You can surely imagine at this point many variations on this for political appointees you don’t like, lobbyists you’re interested in, principal deputy assistant secretaries that make important decisions but don’t necessarily travel in armored vehicles with bodyguards, various members of the press who might be meeting with sources at Capitol Hill bars, etc. Trust me, this isn’t hard. If you live in Washington, DC, you probably realize how very easy this is, in fact, when combined with some good traditional news sources like the Post, Times, The Hill, and Politico. (If you live in Washington, DC, you also know that it’s incredibly common to know where various officials live, eat, and so forth – I used to live about two blocks from Senator Obama’s pad.)

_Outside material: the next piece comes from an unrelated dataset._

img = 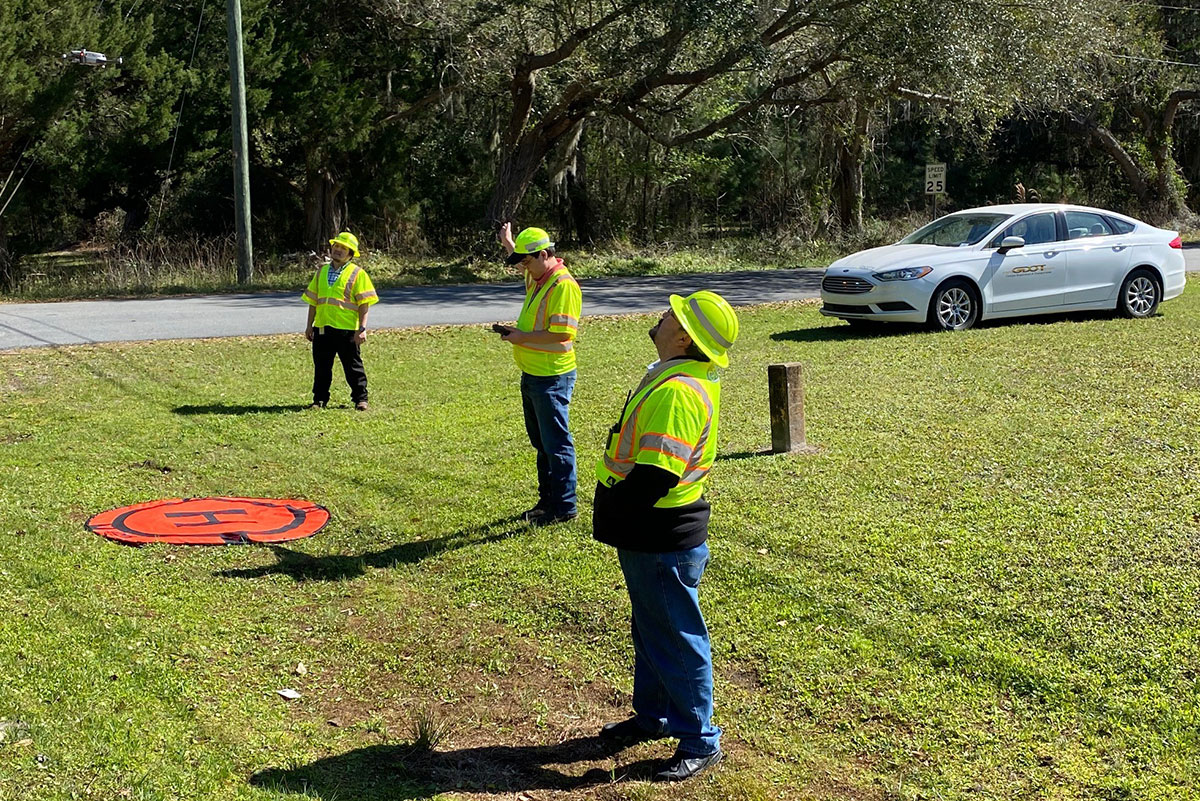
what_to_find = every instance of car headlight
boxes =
[872,267,934,281]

But why would someone want to create an “ambient stream” of Senator Nelson or anybody else’s life? (Besides it being fascinating in a lowbrow Gossip Girl kind of way, of course.) Well, most people wouldn’t. But so what? It’s just like Wikipedia – only about 1% of people who use Wikipedia actively edit it; about 9% do sometimes, and 90% just read it. Twitter is not unlike that either – only about 10% of users contribute 90% of the tweets.

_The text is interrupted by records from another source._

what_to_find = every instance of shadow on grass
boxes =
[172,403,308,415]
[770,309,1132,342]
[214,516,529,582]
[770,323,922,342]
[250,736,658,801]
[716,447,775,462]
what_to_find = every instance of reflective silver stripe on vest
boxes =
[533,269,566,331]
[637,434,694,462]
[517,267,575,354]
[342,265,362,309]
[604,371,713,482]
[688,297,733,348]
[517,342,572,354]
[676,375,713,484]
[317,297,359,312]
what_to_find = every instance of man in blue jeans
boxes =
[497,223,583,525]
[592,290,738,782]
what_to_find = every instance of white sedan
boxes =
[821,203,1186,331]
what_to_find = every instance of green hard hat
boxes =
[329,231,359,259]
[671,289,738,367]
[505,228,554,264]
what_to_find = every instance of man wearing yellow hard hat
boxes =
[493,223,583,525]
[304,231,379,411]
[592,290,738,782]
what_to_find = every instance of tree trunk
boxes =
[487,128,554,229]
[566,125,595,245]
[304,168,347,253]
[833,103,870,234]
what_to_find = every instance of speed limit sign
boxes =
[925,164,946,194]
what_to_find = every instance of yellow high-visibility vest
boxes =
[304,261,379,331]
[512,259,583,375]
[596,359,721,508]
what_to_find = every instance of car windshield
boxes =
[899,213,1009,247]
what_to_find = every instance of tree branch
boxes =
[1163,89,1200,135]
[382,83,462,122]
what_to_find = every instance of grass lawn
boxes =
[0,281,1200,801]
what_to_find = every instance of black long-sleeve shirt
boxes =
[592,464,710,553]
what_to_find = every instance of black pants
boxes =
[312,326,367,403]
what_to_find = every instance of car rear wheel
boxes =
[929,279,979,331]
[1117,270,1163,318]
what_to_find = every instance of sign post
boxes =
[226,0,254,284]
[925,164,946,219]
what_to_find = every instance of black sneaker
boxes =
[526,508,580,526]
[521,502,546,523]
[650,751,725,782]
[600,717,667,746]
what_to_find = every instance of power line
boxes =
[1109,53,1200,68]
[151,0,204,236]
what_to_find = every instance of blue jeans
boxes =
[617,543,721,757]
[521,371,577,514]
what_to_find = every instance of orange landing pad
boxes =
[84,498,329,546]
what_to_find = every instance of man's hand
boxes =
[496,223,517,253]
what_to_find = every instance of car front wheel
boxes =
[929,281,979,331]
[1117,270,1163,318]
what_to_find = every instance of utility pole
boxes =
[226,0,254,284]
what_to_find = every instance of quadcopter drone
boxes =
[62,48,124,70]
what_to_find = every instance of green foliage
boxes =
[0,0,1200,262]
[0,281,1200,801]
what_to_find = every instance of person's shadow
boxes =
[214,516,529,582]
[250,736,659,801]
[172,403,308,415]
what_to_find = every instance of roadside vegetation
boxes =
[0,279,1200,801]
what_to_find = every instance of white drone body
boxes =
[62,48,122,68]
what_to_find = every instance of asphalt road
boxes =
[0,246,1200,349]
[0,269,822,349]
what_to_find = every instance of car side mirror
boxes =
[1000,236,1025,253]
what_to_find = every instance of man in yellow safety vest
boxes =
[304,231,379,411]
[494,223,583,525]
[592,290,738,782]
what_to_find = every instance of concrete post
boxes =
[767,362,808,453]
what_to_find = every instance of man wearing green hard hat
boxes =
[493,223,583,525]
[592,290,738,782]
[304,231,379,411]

So what if 1% of U.S. citizens started doing this? Roughly there are 300 million people in the U.S., say half of them are adults, so we have 1% of 150 million as 1.5 million. Now, if everyone just did this at the state, local, or federal level one day a year, and generated one “amateur journalism piece” from that day, that’s about 4,100 videos/blog posts/tweet sets generated PER DAY. That’s a lot of government on-the-record.